In a few hours I close the issue, publishing a new release.

Hi @albertosantini - thanks for your work on this. Sorry for not getting back earlier.

The issue you are describing around the JSON format is indeed not something to be fixed in node-rio, but jsonlite/rjsonio.

Looking forward to the release / will get back to that part of the project real soon.

2.1.0 published with large packet support.

Feel free to open new issues.
Thanks for the feedback.

I report here a few debugging details. Just as memo. :)

The most import thing is starting a Rserve debug instance.
When rio calls Rserve, it displays a few info.

The valuable info is at the end of the debug dump.
Indeed you added this info when you opened the issue.
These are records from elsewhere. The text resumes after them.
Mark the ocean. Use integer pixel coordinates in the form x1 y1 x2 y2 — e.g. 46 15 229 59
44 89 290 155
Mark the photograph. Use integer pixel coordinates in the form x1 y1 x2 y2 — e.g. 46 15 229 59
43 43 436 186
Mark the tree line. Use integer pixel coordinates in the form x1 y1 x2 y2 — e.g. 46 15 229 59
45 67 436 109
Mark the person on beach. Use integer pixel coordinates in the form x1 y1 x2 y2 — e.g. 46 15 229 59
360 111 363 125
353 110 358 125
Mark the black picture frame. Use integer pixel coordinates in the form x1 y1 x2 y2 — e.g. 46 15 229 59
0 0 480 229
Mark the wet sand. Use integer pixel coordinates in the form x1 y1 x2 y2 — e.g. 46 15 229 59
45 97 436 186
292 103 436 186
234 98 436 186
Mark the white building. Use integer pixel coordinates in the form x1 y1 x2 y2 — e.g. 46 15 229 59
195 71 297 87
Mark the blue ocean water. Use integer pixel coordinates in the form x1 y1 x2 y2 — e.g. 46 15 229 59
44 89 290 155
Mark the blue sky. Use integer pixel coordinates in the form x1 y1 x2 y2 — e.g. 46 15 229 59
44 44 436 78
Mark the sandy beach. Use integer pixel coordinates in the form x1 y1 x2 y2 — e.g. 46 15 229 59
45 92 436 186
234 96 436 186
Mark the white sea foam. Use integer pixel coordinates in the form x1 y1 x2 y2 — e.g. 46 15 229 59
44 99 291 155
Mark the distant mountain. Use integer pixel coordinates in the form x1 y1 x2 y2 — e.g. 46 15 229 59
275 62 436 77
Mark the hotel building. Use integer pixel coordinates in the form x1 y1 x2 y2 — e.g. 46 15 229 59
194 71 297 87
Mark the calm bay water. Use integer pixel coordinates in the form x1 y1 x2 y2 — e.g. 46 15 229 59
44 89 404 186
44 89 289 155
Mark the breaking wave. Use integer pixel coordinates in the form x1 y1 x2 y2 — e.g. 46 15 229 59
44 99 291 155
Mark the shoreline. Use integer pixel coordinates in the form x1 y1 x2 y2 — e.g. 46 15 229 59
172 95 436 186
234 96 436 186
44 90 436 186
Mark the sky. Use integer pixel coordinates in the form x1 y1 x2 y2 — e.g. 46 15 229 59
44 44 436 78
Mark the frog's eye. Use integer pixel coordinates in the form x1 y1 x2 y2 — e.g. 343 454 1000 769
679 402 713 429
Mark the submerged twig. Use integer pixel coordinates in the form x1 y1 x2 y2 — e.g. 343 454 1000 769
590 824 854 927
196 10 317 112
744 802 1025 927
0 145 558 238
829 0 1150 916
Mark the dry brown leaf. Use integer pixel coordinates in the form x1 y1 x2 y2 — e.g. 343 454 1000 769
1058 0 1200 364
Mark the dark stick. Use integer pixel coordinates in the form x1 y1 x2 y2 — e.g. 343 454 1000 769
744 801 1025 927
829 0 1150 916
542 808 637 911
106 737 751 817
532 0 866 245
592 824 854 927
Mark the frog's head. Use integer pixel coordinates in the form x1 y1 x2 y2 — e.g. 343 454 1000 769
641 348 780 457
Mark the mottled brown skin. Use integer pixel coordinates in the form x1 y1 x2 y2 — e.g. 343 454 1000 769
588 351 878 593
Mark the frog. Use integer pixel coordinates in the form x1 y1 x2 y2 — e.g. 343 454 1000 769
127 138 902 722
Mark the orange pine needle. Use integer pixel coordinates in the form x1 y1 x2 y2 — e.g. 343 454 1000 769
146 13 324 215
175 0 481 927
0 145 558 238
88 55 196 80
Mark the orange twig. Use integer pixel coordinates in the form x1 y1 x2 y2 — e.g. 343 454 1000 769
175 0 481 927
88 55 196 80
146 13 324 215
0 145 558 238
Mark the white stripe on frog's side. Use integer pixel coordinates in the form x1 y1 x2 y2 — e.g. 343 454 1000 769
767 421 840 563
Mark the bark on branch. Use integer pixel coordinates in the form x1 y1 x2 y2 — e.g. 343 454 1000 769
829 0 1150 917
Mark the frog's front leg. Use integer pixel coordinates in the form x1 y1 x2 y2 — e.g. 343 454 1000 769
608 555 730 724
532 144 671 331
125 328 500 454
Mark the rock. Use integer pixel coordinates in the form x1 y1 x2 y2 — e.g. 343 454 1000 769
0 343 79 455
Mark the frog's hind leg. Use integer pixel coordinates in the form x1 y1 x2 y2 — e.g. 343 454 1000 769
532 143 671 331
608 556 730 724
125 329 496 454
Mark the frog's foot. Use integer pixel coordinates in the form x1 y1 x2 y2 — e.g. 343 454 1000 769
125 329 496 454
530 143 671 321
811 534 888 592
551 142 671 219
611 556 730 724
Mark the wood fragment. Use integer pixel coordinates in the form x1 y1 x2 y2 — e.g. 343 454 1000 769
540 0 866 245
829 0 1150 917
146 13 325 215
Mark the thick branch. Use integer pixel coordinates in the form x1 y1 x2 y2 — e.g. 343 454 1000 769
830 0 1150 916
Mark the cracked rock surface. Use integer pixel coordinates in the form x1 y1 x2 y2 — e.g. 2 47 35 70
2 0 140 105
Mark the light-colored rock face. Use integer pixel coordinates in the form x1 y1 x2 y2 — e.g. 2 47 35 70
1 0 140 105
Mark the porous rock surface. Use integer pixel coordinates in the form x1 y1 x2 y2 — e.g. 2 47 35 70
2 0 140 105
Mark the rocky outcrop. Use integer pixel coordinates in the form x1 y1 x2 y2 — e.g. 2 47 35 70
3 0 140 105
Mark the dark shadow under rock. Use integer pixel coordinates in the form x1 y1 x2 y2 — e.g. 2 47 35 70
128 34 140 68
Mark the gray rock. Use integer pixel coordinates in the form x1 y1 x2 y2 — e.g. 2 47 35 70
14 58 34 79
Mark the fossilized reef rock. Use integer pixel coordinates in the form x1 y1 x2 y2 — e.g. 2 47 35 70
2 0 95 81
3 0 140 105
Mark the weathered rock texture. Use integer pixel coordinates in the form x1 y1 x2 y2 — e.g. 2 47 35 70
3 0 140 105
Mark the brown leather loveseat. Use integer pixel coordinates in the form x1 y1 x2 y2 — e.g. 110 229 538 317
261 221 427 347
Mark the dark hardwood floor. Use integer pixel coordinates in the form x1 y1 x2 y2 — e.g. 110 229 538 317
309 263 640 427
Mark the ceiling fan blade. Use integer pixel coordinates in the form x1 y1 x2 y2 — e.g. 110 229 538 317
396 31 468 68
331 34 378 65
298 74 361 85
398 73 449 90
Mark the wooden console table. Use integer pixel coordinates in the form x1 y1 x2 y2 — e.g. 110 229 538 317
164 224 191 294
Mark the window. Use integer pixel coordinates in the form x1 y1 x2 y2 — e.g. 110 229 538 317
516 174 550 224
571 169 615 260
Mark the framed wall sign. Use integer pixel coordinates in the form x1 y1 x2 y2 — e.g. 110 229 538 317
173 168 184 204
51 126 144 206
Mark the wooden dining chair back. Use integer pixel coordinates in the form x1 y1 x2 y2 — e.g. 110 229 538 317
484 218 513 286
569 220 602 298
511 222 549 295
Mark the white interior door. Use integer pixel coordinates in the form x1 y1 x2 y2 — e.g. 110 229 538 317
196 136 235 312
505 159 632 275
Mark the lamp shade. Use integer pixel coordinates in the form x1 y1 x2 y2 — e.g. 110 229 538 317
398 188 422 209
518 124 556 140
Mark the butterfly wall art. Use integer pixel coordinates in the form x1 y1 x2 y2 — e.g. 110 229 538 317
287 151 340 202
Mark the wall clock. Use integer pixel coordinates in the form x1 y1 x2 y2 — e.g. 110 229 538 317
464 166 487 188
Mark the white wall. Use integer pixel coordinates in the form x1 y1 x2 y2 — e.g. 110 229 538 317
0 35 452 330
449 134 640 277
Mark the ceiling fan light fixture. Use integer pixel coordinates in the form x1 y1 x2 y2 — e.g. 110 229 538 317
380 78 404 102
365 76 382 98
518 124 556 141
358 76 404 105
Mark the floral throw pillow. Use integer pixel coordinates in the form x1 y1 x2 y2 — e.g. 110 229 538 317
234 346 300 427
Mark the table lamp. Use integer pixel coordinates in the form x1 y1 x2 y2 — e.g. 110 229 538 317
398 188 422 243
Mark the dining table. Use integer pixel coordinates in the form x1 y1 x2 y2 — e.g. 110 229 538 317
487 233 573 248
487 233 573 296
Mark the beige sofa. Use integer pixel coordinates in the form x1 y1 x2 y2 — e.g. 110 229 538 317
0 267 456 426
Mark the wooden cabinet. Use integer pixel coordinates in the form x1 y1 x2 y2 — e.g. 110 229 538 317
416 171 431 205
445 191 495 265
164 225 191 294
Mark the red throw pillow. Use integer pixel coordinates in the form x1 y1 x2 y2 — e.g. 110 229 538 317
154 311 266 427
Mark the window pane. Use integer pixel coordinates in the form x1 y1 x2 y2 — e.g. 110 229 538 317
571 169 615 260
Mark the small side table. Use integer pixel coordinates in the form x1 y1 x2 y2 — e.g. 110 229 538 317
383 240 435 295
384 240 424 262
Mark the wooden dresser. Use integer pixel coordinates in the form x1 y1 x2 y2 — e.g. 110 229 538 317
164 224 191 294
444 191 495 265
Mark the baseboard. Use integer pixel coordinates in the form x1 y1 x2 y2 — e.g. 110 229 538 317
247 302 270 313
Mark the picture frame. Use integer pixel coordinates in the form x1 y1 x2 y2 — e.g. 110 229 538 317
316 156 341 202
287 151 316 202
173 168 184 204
Great!
If the packet is very large you need to wait a few minutes.

...
OUT.sendRespData
HEAD DUMP [16]: 01 00 01 00 d0 fc 84 03 00 00 00 00 00 00 00 00  |................
BODY DUMP [59047120]: 4a c8 fc 84 03 00 00 00 62 c0 fc 84 03 00 00 00 5b 20 20 20 20 20 20 30 2c 20 20 20 20 20 20 31 2c 20 20 20 20 20 20 32 2c 20 20 20 20 20 20 33 2c 20 20 20 20 20 20 34 2c 20 20 20 20 20 20 35 2c 20 20 20 20 20 20 36 2c 20 20 20 20 20 20 37 2c 20 20 20 20 20 20 38 2c 20 20 20 20 20 20 39 2c 20 20 20 20 20 31 30 2c 20 20 20 20 20 31 31 2c 20 20 20 20 20 31 32 2c 20 20 20 20 20 31 33 2c ...  |J.......b.......[      0,      1,      2,      3,      4,      5,      6,      7,      8,      9,     10,     11,     12,     13,
Releasing temporary sendbuf and restoring old size of 2097152 bytes.
reply sent.
Connection closed by peer.
done.

In large data packet the first 16 bytes of BODY DUMP are the header of the payload: 4a c8 fc 84 03 00 00 00 62 c0 fc 84 03 00 00 00.

  • 4A 0x4A & 0x40 = 0x40 // 0x40 is a large packet, usually is zero.
  • 4A 0x4A & ~0x40 = 0x0A // this is the correct value (0x0A) for a response type
  • c8 fc 84 03 00 00 00 hex 0384FCC8 - dec 59047112 // 32 bytes packet length with the header (-8)
  • 62 0x62 & 0x40 = 0x40 // confirmed large packet, again
  • 62 0x62 & ~0x40 = 0x22 // dec 34 - packet type: array of string (nice, it is implemented)
  • c0 fc 84 03 00 00 00 hex 0384FCC0 - dec 59047104 // 32 bytes packet length of the payload (BODY length 59047120 minus 16 bytes of the header)

Was able to reproduce it in 2.4.1.
Node: v0.12.5
NPM - 2.11.2

Is this issue still open.

@yashdosi without any further detail, it is impossible to reproduce it.

Please, read the thread and when you collect new details, open a new issue.

You may give a look at the example 7.
Consider also to update the stack, even if , I think, it is not relevant, but v0.12.5 is really old.